The long path to parity Welcome to the latest edition of Women in Business magazine. This issue coincides with the 20th anniversary of the Influential Women in Business Awards.

The long path to parity

Welcome to the latest edition of Women in Business magazine. This issue coincides with the 20th anniversary of the Influential Women in Business Awards. In honour of this milestone, we share reflections and wisdom from 20 past honourees in our “Hindsight 20/20” feature.

We also take this opportunity to examine how we stand in terms of gender parity in government and in the boardroom.

Twenty years ago, in 1999, just over 20 per cent of Canada’s elected MPs were women; in the last federal election, the proportion was 26 per cent – an improvement of six percentage points in two decades. As Esquimalt-Metchosin MLA Mitzi Dean says in “Pushing for Parity,” Brigitte Petersen’s story on female representation in government, “we have a long way to go.”

The numbers are worse in the boardroom: as Hayley Woodin reports in her story “The Face of B.C. Leadership,” the proportion of women in the boardrooms and executive levels of B.C.’s biggest companies sits at about 20 per cent.

So how do we really move the dial? Tina Strehlke, CEO of Minerva BC, suggests several ways forward in her column “Advancing Women’s Leadership,” while Women’s Enterprise Centre CEO Laurel Douglas lays out a method to help change our thinking around gender equality in her column “Moving Mindsets.”

Writer Baila Lazarus explores the benefits of executive education in furthering women’s careers in her story “Higher Pursuits.” In “Letting Go of Labels,” Brigitte Petersen talks to female executives in male-dominated fields who have busted stereotypes to lead in their sectors. And Odgers Berndtson partner Elaine Grotefeld, in her column “The Power of Getting Together,” writes about how women working in the fast-growing clean-tech sector are supporting each other and sharing purpose and camaraderie in a networking group she started.

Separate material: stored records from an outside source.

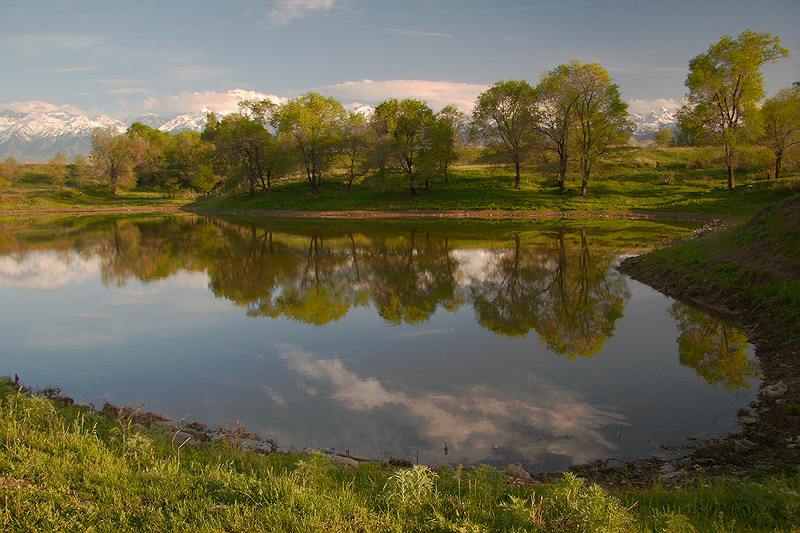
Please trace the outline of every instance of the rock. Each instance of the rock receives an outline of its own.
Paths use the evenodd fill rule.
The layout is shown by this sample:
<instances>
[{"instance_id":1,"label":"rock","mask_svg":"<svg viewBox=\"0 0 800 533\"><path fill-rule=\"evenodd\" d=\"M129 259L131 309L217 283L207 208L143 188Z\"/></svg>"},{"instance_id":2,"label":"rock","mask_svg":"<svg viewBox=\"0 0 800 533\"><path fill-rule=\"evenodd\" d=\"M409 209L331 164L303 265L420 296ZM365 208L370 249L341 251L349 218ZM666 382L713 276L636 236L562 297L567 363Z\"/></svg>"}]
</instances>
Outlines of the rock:
<instances>
[{"instance_id":1,"label":"rock","mask_svg":"<svg viewBox=\"0 0 800 533\"><path fill-rule=\"evenodd\" d=\"M766 396L767 398L780 398L784 394L789 392L789 387L783 381L779 381L773 385L769 385L768 387L764 387L761 389L761 394Z\"/></svg>"},{"instance_id":2,"label":"rock","mask_svg":"<svg viewBox=\"0 0 800 533\"><path fill-rule=\"evenodd\" d=\"M328 458L331 460L332 463L336 463L337 465L346 466L348 468L358 468L358 465L361 464L355 459L350 457L345 457L343 455L335 455L329 454Z\"/></svg>"},{"instance_id":3,"label":"rock","mask_svg":"<svg viewBox=\"0 0 800 533\"><path fill-rule=\"evenodd\" d=\"M510 465L506 465L506 473L511 477L522 479L524 481L530 481L533 479L528 471L525 470L525 467L519 463L511 463Z\"/></svg>"},{"instance_id":4,"label":"rock","mask_svg":"<svg viewBox=\"0 0 800 533\"><path fill-rule=\"evenodd\" d=\"M675 470L674 472L670 472L668 474L661 474L659 477L663 481L672 481L674 479L678 479L682 477L684 474L683 470Z\"/></svg>"},{"instance_id":5,"label":"rock","mask_svg":"<svg viewBox=\"0 0 800 533\"><path fill-rule=\"evenodd\" d=\"M736 439L733 441L733 449L736 453L749 452L757 447L758 445L751 440Z\"/></svg>"}]
</instances>

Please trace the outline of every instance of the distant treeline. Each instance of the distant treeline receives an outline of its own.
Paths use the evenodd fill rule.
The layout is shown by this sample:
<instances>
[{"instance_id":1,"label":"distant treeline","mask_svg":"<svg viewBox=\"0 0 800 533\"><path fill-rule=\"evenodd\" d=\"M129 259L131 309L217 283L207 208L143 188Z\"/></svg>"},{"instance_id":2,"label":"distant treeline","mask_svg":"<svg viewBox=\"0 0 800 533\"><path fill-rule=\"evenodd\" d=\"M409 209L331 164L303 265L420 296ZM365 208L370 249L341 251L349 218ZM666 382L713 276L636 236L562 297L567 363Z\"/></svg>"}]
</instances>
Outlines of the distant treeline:
<instances>
[{"instance_id":1,"label":"distant treeline","mask_svg":"<svg viewBox=\"0 0 800 533\"><path fill-rule=\"evenodd\" d=\"M659 131L656 142L721 147L731 189L743 148L758 143L774 155L769 175L780 177L800 145L800 84L764 101L761 69L788 55L768 33L723 37L690 61L678 126ZM608 71L573 61L535 86L495 83L477 97L471 116L455 105L434 112L417 99L388 99L363 113L312 92L279 104L243 101L237 113L209 114L201 133L171 135L140 123L124 134L96 130L91 163L112 191L135 185L256 194L297 177L313 192L328 180L349 190L370 173L392 173L406 177L413 195L447 183L451 165L473 144L487 160L513 166L515 188L522 168L535 165L562 192L567 173L577 171L586 196L597 165L631 128ZM0 178L13 179L14 164L4 162ZM80 173L85 165L73 166Z\"/></svg>"}]
</instances>

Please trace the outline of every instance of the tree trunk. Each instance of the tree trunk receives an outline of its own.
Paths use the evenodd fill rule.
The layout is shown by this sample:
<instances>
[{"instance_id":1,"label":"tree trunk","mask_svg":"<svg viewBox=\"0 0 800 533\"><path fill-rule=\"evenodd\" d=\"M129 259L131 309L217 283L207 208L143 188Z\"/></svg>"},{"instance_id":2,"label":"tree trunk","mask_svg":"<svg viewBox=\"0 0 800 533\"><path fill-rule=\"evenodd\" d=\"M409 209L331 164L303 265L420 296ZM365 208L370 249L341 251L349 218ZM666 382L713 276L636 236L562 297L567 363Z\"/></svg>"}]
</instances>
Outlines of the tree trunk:
<instances>
[{"instance_id":1,"label":"tree trunk","mask_svg":"<svg viewBox=\"0 0 800 533\"><path fill-rule=\"evenodd\" d=\"M732 191L736 187L736 177L733 172L733 148L725 147L725 167L728 170L728 190Z\"/></svg>"},{"instance_id":2,"label":"tree trunk","mask_svg":"<svg viewBox=\"0 0 800 533\"><path fill-rule=\"evenodd\" d=\"M567 179L567 158L558 155L558 192L564 194L564 182Z\"/></svg>"},{"instance_id":3,"label":"tree trunk","mask_svg":"<svg viewBox=\"0 0 800 533\"><path fill-rule=\"evenodd\" d=\"M728 190L732 191L733 188L736 186L735 178L733 175L733 165L731 163L726 163L725 166L728 168Z\"/></svg>"}]
</instances>

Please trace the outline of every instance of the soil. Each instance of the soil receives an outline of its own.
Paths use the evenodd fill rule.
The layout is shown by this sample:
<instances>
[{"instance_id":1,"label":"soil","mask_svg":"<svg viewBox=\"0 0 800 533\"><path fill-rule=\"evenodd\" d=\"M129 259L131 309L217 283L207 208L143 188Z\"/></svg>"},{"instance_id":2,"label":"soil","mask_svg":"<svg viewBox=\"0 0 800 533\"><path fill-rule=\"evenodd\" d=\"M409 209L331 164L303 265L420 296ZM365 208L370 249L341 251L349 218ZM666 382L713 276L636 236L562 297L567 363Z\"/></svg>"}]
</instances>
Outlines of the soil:
<instances>
[{"instance_id":1,"label":"soil","mask_svg":"<svg viewBox=\"0 0 800 533\"><path fill-rule=\"evenodd\" d=\"M787 228L800 232L800 200L770 209ZM751 222L757 223L758 216ZM695 236L695 238L701 238ZM722 253L712 259L739 267L763 265L770 280L797 280L797 258L777 252L771 236ZM789 475L800 472L800 323L791 310L763 309L736 291L690 280L676 270L659 268L647 255L623 261L619 270L677 300L720 316L747 332L763 374L759 393L749 409L739 412L740 431L724 438L691 441L639 461L619 464L598 461L572 468L604 485L672 485L729 477ZM796 315L794 315L796 317ZM537 476L547 479L552 475Z\"/></svg>"}]
</instances>

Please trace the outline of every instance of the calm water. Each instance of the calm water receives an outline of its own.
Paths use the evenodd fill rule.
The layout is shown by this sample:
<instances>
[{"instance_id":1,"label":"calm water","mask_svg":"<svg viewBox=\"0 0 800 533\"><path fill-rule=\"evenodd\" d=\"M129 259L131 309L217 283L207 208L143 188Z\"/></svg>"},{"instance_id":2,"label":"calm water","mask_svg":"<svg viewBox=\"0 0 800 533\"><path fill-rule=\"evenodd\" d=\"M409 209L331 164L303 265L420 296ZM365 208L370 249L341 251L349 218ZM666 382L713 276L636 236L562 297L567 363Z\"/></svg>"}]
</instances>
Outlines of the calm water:
<instances>
[{"instance_id":1,"label":"calm water","mask_svg":"<svg viewBox=\"0 0 800 533\"><path fill-rule=\"evenodd\" d=\"M725 433L744 334L619 274L685 228L0 222L0 373L282 448L530 468ZM445 442L448 455L445 456Z\"/></svg>"}]
</instances>

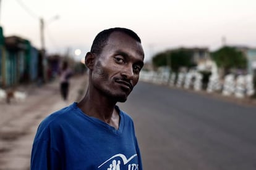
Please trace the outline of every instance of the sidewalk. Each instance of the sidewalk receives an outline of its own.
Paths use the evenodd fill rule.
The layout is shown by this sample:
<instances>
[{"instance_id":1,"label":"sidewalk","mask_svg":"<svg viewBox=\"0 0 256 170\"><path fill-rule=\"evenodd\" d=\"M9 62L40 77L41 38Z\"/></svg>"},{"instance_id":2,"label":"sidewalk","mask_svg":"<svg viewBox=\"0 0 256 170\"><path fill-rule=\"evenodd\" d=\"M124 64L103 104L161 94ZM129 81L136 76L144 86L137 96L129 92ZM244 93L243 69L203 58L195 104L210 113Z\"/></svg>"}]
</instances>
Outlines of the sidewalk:
<instances>
[{"instance_id":1,"label":"sidewalk","mask_svg":"<svg viewBox=\"0 0 256 170\"><path fill-rule=\"evenodd\" d=\"M80 100L87 80L86 75L71 79L68 101L61 99L56 80L41 87L23 89L28 94L25 101L0 102L0 170L30 169L31 148L40 123L53 111Z\"/></svg>"}]
</instances>

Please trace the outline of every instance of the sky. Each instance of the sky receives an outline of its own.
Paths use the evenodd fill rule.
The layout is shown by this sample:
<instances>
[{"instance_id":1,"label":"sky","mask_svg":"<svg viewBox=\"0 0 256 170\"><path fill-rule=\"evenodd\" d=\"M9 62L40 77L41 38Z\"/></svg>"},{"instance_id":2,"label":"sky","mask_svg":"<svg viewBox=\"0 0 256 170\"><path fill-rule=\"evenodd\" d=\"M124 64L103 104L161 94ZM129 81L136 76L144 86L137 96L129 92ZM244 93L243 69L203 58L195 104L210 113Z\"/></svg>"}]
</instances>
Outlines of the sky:
<instances>
[{"instance_id":1,"label":"sky","mask_svg":"<svg viewBox=\"0 0 256 170\"><path fill-rule=\"evenodd\" d=\"M138 34L146 61L179 47L211 51L223 44L256 47L255 0L1 1L5 36L20 36L40 49L40 18L48 53L68 52L77 60L100 31L113 27Z\"/></svg>"}]
</instances>

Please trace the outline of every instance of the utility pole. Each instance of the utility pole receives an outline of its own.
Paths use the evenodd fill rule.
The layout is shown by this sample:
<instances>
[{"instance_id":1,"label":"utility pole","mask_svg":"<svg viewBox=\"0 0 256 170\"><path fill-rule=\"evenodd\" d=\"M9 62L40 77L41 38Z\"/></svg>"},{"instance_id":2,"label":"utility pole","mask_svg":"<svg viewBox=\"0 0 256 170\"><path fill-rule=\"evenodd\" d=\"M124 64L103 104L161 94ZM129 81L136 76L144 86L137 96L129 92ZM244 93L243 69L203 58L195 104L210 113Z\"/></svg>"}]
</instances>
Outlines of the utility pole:
<instances>
[{"instance_id":1,"label":"utility pole","mask_svg":"<svg viewBox=\"0 0 256 170\"><path fill-rule=\"evenodd\" d=\"M40 18L40 22L41 49L41 50L45 51L45 21L44 21L43 18Z\"/></svg>"},{"instance_id":2,"label":"utility pole","mask_svg":"<svg viewBox=\"0 0 256 170\"><path fill-rule=\"evenodd\" d=\"M0 0L0 17L1 17L1 0ZM1 22L0 22L0 25L1 25Z\"/></svg>"},{"instance_id":3,"label":"utility pole","mask_svg":"<svg viewBox=\"0 0 256 170\"><path fill-rule=\"evenodd\" d=\"M0 0L1 1L1 0ZM59 15L56 15L51 18L49 21L53 22L55 20L59 18ZM47 22L49 25L49 21ZM43 78L45 81L48 81L48 67L47 67L47 60L46 57L46 47L45 47L45 22L43 17L40 18L40 40L41 40L41 54L42 57L42 67L43 67Z\"/></svg>"}]
</instances>

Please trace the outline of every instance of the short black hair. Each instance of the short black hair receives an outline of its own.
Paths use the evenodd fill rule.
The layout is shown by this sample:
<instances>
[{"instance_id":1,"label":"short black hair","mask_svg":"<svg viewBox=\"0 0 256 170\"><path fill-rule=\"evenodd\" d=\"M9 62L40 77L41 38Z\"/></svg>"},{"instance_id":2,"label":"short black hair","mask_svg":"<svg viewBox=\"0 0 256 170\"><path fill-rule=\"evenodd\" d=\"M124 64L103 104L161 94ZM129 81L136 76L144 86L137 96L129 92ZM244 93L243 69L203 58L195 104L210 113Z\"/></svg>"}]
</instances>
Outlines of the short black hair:
<instances>
[{"instance_id":1,"label":"short black hair","mask_svg":"<svg viewBox=\"0 0 256 170\"><path fill-rule=\"evenodd\" d=\"M106 44L108 38L113 32L121 32L124 33L130 36L139 42L142 42L140 38L134 31L127 28L116 27L105 30L96 36L92 45L91 52L98 55L100 54L102 49Z\"/></svg>"}]
</instances>

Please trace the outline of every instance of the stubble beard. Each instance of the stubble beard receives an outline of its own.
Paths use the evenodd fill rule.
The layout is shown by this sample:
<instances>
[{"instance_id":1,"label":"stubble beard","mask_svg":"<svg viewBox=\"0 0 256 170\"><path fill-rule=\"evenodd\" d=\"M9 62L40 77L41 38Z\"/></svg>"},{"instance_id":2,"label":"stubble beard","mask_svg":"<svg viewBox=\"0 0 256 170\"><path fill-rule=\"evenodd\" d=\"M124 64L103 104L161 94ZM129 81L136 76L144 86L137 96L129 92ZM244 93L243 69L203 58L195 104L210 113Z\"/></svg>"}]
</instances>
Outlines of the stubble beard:
<instances>
[{"instance_id":1,"label":"stubble beard","mask_svg":"<svg viewBox=\"0 0 256 170\"><path fill-rule=\"evenodd\" d=\"M119 91L116 87L114 86L111 80L109 79L109 75L108 71L105 71L103 69L103 66L100 61L98 61L96 65L96 69L93 73L93 79L98 79L96 81L94 86L96 89L100 91L103 95L107 96L110 100L114 102L125 102L127 100L127 97L129 95L122 95L120 94L115 93L115 91ZM114 80L112 80L114 81ZM107 82L107 84L105 83ZM111 87L113 86L114 87Z\"/></svg>"}]
</instances>

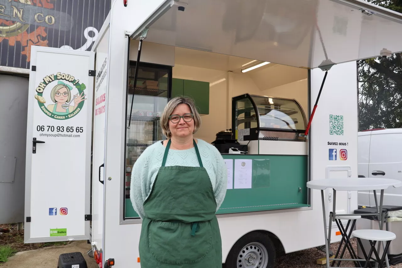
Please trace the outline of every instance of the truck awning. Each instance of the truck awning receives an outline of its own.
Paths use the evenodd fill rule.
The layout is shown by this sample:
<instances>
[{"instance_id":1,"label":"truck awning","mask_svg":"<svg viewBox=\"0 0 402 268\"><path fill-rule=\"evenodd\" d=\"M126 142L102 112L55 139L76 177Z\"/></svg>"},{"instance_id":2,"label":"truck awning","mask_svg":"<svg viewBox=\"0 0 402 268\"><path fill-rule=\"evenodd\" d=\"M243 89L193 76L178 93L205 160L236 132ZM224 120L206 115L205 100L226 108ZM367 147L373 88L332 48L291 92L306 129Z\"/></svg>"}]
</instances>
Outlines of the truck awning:
<instances>
[{"instance_id":1,"label":"truck awning","mask_svg":"<svg viewBox=\"0 0 402 268\"><path fill-rule=\"evenodd\" d=\"M310 68L402 51L402 14L362 0L185 2L164 2L131 37Z\"/></svg>"}]
</instances>

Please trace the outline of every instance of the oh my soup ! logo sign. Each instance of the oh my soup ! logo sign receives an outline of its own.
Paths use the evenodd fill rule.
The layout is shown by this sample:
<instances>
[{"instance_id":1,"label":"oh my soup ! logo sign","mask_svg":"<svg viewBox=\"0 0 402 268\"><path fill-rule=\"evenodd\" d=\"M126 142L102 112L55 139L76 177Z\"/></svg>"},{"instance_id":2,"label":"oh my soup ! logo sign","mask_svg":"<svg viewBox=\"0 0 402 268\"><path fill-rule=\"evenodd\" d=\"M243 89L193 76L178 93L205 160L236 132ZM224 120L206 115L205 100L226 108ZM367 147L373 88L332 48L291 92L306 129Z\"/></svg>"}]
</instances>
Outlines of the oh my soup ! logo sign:
<instances>
[{"instance_id":1,"label":"oh my soup ! logo sign","mask_svg":"<svg viewBox=\"0 0 402 268\"><path fill-rule=\"evenodd\" d=\"M35 95L41 109L49 117L59 120L77 115L86 99L84 92L86 87L79 82L71 74L62 72L44 77Z\"/></svg>"}]
</instances>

The statistics can be discouraging. The World Economic Forum, in its recently released Global Gender Gap Report 2018, predicts that, based on current rates of change, it will take 108 years for the global gender gap to close – and 202 years before we achieve economic gender parity.

However, if the remarkable women of B.C.’s business community featured in this and every edition of Women in Business have anything to say about it, we will prove them wrong.